Monday, May. 21, 2001

Movies Into Musicals

By Jeffrey Ressner

TREND Old Hollywood movies are providing the inspiration for new stage musicals

HOW IT STARTED A venerable Broadway tradition, given fresh impetus by the smash success of The Producers

JUDGMENT CALL If only Mel Brooks could write them all La Jolla Playhouse

The Producers and The Full Monty, two Broadway musicals based on movies, dominated the Tony nominations last week--scoring 15 and 10 nods, respectively. Don't think theater producers aren't paying attention. At least half a dozen musicals based on feature films are in the works, and chances are they'll now be on a faster track to Broadway. Among them: Sweet Smell of Success, from the Burt Lancaster-Tony Curtis classic about a ruthless gossip columnist; Thoroughly Modern Millie, above, a reworking of the 1967 film starring Julie Andrews and Mary Tyler Moore; and musical versions of Summer of '42, That Thing You Do and John Waters' Hairspray.
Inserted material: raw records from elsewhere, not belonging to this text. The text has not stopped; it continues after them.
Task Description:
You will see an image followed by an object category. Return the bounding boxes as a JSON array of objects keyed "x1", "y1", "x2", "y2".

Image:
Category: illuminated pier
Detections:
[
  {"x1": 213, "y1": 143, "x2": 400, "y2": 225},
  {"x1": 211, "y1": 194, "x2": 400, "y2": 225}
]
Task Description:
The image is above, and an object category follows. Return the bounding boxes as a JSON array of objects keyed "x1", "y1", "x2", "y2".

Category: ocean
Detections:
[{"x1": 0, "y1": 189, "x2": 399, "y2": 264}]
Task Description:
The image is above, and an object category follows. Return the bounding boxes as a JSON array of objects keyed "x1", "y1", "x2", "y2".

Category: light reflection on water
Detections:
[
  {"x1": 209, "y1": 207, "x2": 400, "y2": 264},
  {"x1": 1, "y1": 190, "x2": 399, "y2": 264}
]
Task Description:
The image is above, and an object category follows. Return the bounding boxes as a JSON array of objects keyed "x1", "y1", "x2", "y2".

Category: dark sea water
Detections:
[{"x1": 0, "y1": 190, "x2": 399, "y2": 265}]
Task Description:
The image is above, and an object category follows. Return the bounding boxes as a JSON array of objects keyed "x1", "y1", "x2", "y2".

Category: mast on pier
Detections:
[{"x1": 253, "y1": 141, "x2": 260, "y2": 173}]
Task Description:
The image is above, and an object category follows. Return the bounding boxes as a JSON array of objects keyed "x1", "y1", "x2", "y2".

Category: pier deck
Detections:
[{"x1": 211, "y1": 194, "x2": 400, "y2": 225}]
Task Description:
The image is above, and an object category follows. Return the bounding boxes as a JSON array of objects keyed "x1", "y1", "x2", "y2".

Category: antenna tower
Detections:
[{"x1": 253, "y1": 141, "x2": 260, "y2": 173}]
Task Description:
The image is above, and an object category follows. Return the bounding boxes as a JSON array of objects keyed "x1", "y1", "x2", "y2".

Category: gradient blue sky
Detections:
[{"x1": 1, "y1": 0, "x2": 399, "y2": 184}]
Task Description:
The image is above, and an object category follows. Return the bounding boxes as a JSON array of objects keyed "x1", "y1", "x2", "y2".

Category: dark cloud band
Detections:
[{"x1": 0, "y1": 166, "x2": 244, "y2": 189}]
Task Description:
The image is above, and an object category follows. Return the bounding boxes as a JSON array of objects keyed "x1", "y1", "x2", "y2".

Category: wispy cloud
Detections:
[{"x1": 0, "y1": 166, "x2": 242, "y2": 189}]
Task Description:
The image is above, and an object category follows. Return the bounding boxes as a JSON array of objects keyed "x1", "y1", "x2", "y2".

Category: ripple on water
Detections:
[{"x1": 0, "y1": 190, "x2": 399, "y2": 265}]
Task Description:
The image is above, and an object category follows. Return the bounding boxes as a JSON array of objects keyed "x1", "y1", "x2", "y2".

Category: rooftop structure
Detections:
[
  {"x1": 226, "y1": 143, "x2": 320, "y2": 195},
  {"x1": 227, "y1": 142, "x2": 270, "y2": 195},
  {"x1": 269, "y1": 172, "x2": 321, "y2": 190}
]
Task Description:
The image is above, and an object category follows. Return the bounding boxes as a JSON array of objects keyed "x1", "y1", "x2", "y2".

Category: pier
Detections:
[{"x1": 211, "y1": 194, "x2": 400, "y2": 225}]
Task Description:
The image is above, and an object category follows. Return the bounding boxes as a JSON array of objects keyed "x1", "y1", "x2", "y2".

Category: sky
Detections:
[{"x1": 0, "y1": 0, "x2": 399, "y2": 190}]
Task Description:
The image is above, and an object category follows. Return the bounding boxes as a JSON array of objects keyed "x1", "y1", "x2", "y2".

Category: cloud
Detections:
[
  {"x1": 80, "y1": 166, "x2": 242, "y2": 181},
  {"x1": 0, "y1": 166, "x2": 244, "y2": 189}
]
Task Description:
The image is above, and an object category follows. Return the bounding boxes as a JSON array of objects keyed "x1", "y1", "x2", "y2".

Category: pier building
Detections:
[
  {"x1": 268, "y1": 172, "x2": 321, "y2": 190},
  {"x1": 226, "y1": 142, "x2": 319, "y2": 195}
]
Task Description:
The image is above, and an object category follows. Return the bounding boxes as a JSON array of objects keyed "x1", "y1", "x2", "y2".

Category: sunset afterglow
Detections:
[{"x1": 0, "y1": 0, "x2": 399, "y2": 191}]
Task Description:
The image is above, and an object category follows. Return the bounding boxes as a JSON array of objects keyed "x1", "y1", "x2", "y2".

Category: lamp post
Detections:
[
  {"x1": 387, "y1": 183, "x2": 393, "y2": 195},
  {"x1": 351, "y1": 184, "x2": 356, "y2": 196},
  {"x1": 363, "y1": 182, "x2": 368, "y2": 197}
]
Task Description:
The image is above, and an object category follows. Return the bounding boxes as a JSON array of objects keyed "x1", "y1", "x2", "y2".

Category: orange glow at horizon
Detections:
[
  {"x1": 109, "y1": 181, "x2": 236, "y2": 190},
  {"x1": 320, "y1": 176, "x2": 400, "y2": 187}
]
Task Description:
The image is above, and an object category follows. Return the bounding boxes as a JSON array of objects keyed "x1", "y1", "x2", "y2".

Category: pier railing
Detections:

"It certainly seems seductive at the moment," says producer Ira Pittelman, who hopes to have a musical based on the Oscar-winning Moonstruck in workshop this fall. "People are looking to classic films and, in a way, Moonstruck is an aria with big, wide emotions." And if you can't wait for these shows to make the long trip to the stage, the first post-Producers movie-inspired musical is already here: The It Girl, about the life of silent-screen-star Clara Bow, which New York City's York Theater Company has just opened off-Broadway.